## StateFarm Kaggle Challenge

- For this Kaggle Challenge, I will be performing a rigorous analysis of the dataset provided by StateFarm to predict whether or not the image of a driver is in a distracted or non distracted phase.


- StateFarm has provided labelled training data in the form of images of drivers that have been classified in one of 10 different states.


- The states of the drivers are :
    - c0 : Safe Driving (2489 images)
    - c1 : texting - right (2267 images)
    - c2 : talking on the phone - right (2317 images)
    - c3 : texting - left (2346 images)
    - c4 : talking on the phone - left (2326 images)
    - c5 : operating the radio (2312 images)
    - c6 : drinking (2325 images)
    - c7 : reaching behind (2002 images)
    - c8 : hair and makeup (1911 images)
    - c9 : talking to a passenger (2129 images)


- The testing data provided is totally unlabelled as expected.
    

- My goal for this notebook is to demonstrate an intuitive understanding of going about solving a computer vision problem.

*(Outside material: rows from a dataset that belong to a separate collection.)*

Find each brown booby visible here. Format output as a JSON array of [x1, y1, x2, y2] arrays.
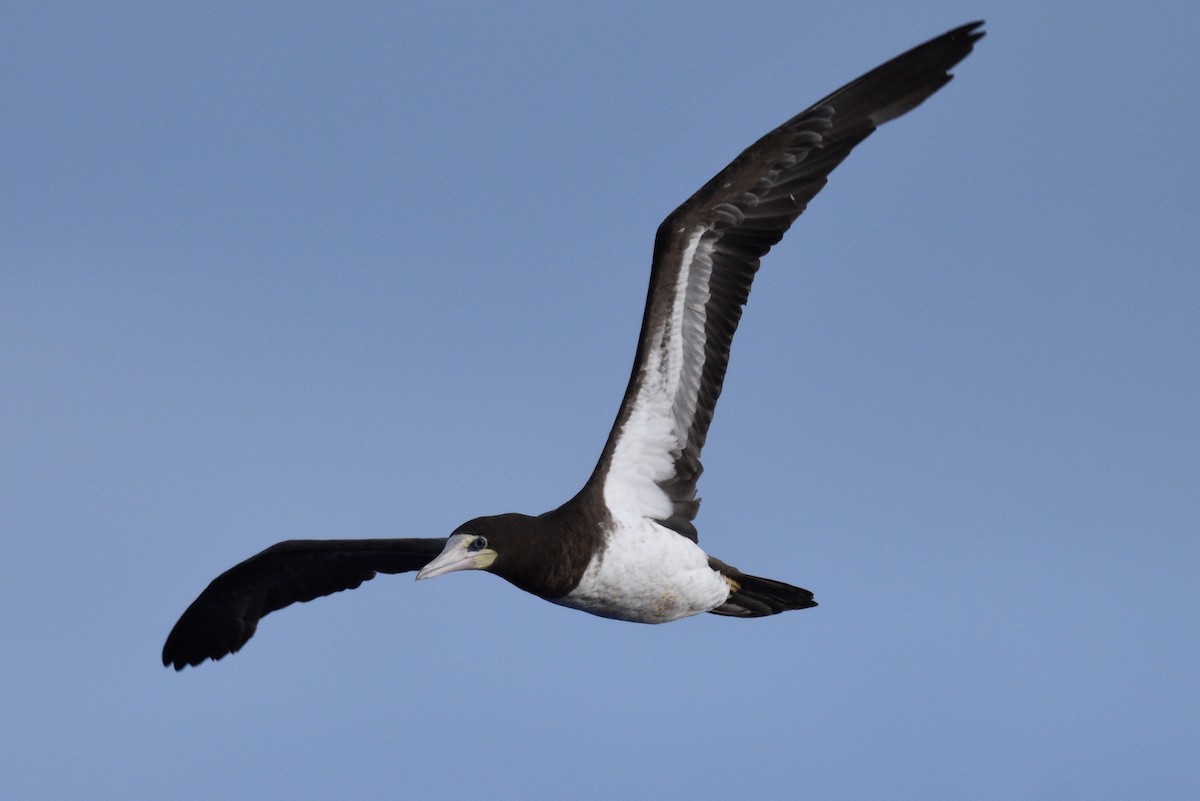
[[162, 22, 984, 670]]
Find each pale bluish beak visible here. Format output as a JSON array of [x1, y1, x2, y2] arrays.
[[416, 534, 496, 580]]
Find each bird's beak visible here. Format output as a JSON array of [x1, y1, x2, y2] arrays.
[[416, 534, 496, 580]]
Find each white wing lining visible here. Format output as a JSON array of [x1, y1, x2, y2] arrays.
[[604, 225, 713, 520]]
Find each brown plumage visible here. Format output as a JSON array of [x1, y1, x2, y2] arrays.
[[162, 23, 983, 669]]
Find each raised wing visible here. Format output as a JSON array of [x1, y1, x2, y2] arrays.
[[162, 537, 446, 670], [584, 23, 984, 540]]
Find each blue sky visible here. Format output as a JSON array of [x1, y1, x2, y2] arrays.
[[0, 1, 1200, 801]]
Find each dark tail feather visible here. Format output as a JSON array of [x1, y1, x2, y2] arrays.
[[708, 556, 817, 618]]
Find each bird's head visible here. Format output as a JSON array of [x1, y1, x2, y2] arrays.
[[416, 516, 509, 579]]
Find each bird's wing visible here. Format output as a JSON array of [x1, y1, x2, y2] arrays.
[[584, 23, 984, 540], [162, 537, 446, 670]]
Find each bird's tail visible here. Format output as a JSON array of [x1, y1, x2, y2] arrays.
[[708, 556, 817, 618]]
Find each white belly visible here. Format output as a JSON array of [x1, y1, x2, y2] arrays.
[[554, 517, 730, 624]]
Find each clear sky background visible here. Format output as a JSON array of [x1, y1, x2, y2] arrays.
[[0, 1, 1200, 801]]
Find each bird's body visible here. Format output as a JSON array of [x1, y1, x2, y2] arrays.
[[552, 517, 732, 624], [163, 23, 983, 669]]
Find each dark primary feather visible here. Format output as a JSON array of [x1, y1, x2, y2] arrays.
[[162, 537, 446, 670], [590, 22, 984, 540]]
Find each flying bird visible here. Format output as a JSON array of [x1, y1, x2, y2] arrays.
[[162, 22, 984, 670]]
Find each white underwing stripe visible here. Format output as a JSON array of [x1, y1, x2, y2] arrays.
[[604, 227, 713, 520]]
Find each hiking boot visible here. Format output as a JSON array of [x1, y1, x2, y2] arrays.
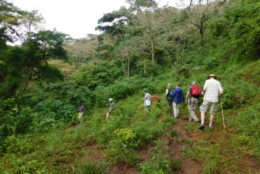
[[199, 124, 205, 130]]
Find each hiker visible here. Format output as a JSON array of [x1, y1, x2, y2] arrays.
[[199, 74, 223, 129], [171, 84, 184, 118], [165, 84, 173, 106], [106, 98, 115, 119], [185, 81, 201, 122], [144, 91, 152, 111], [78, 104, 85, 120]]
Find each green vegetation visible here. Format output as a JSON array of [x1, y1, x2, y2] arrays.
[[0, 0, 260, 174]]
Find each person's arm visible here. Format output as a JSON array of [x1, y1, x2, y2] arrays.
[[181, 91, 185, 102], [201, 81, 208, 95], [218, 82, 224, 95], [185, 88, 190, 104], [171, 90, 176, 97], [165, 89, 169, 96]]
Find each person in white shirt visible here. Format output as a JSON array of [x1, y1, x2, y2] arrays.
[[199, 74, 223, 129], [144, 91, 152, 111]]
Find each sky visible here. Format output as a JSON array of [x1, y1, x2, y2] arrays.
[[10, 0, 187, 39]]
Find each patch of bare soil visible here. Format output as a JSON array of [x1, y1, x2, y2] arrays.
[[65, 124, 79, 130], [84, 144, 104, 162], [107, 163, 140, 174]]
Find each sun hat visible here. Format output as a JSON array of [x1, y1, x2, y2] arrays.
[[208, 74, 217, 78]]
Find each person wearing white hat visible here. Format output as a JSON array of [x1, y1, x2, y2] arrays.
[[106, 98, 115, 119], [186, 81, 201, 122], [199, 74, 223, 129]]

- I will be solving this problem by building on top of the Vgg16 model and I will be employing various proven methods that improve accuracy. I will not be going into the mathematical details of approaches, but rather something that can be thought through intuitively such that the process adds up.

In [10]:
import os, sys
current_dir = os.getcwd()
HOME_DIRECTORY = current_dir
DATA_DIRECTORY = current_dir+'/data/statefarm'

from utils import *
from vgg16 import Vgg16

%matplotlib inline

Using gpu device 0: Tesla K80 (CNMeM is disabled, cuDNN 5103)
Using Theano backend.


## Steps :

- Creating validation + sample sets
- Rearranging image files into respective directories
- Finetuning & Training model
- Generating Predictions
- Validating Predictions
- Submitting to Kaggle

In [95]:
# %cd $DATA_DIRECTORY
%mkdir valid
%mkdir results
%mkdir -p sample/train
%mkdir -p sample/valid
%mkdir -p sample/results
%mkdir -p test/unknown

In [97]:
%cd train/

/home/ubuntu/nbs/data/statefarm/train


In [98]:
for d in glob('c?'):
    os.mkdir('../sample/train/'+d)
    os.mkdir('../sample/valid/'+d)
    os.mkdir('../valid/'+d)

In [102]:
# Separated 1950 out of 22424 images from the training set to the validation set.
g = glob('c?/*.jpg')
shuf = np.random.permutation(g)
for i in range(1950):
    os.rename(shuf[i], DATA_DIRECTORY+'/valid/'+shuf[i])

In [121]:
from shutil import copyfile

In [122]:
# Creating sample data from training & validation data to run as a test for quick iteration
g = glob('c?/*.jpg')
shuf = np.random.permutation(g)
for i in range(1500): copyfile(shuf[i], '../sample/train/'+shuf[i])

In [123]:
%cd ../valid

/home/ubuntu/nbs/data/statefarm/valid


In [124]:
g = glob('c?/*.jpg')
shuf = np.random.permutation(g)
for i in range(1000): copyfile(shuf[i], '../sample/valid/' + shuf[i])

## Creating Batches

In [128]:
path = "data/statefarm/sample/"
batch_size = 64
batches = get_batches(path+'train', batch_size=batch_size)
val_batches = get_batches(path+'valid', batch_size = batch_size*2, shuffle=False)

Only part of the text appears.